S. Lasternas1, M. Piedeleu2, P. Sangrà2, C. M. Duarte1,3, and S. Agustí1,4 S. Lasternas et al.
  • 1Global Change Research Department, IMEDEA (CSIC-UIB), Miquel Marqués 21, 07190 Esporles, Spain
  • 2Instituto Universitario de Oceanografía y Cambio Global (IOCAG-ULPGC), Universidad de Las Palmas de Gran Canaria, Las Palmas de Gran Canaria, Spain
  • 3The UWA Oceans Institute, The University of Western Australia, 35 Stirling Highway, 6009 Crawley, Australia
  • 4The UWA Oceans Institute and School of Plant Biology, The University of Western Australia, 35 Stirling Highway, 6009 Crawley, Australia

Abstract. The organic carbon fluxes mediated by planktonic communities in two cyclonic eddies (CEs) and two anticyclonic eddies (AEs) at the Canary Eddy Corridor were studied and compared with the dynamics in two far-field (FF) stations located outside the eddies. We observed favorable conditions and signs for upwelling at the center of CEs and for downwelling and mixing at the centers of AEs. CEs were characterized by a higher concentration of nutrients and the highest concentration of chlorophyll a (chl a), associated with the highest abundance of microphytoplankton and diatoms. AEs displayed concentrations of chl a values and nutrients similar to those at the FF stations, except for the highest ammonium concentration occurring at AE and a very low concentration of phosphorus at FF stations. AEs were transient systems characterized by an increasing abundance of picophytoplankton and heterotrophic bacteria. While primary production was similar between the systems, the production of dissolved organic carbon (PDOC) was significantly higher in the AEs. Phytoplankton cell mortality was lowest in the CEs, and we found higher cell mortality rates at AE than at FF stations, despite similar chl a concentration.

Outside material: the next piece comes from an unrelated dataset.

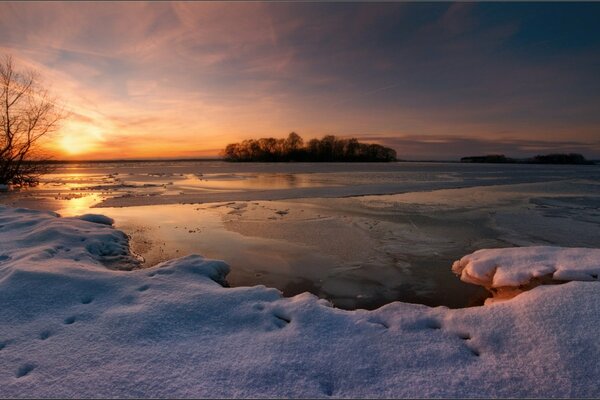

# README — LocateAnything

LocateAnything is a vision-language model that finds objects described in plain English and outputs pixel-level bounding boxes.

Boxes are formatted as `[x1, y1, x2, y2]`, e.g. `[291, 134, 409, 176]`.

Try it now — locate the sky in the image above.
[0, 2, 600, 160]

Environmental changes in the AEs have been significantly prejudicial to phytoplankton as indicated by higher phytoplankton cell mortality (60% of diatoms cells were dead) and higher cell lysis rates. The adverse conditions for phytoplankton associated with the early-stage anticyclonic systems, mainly triggered by active downwelling, resulted in higher cell mortality, forcing photosynthesized carbon to fuel the dissolved pool.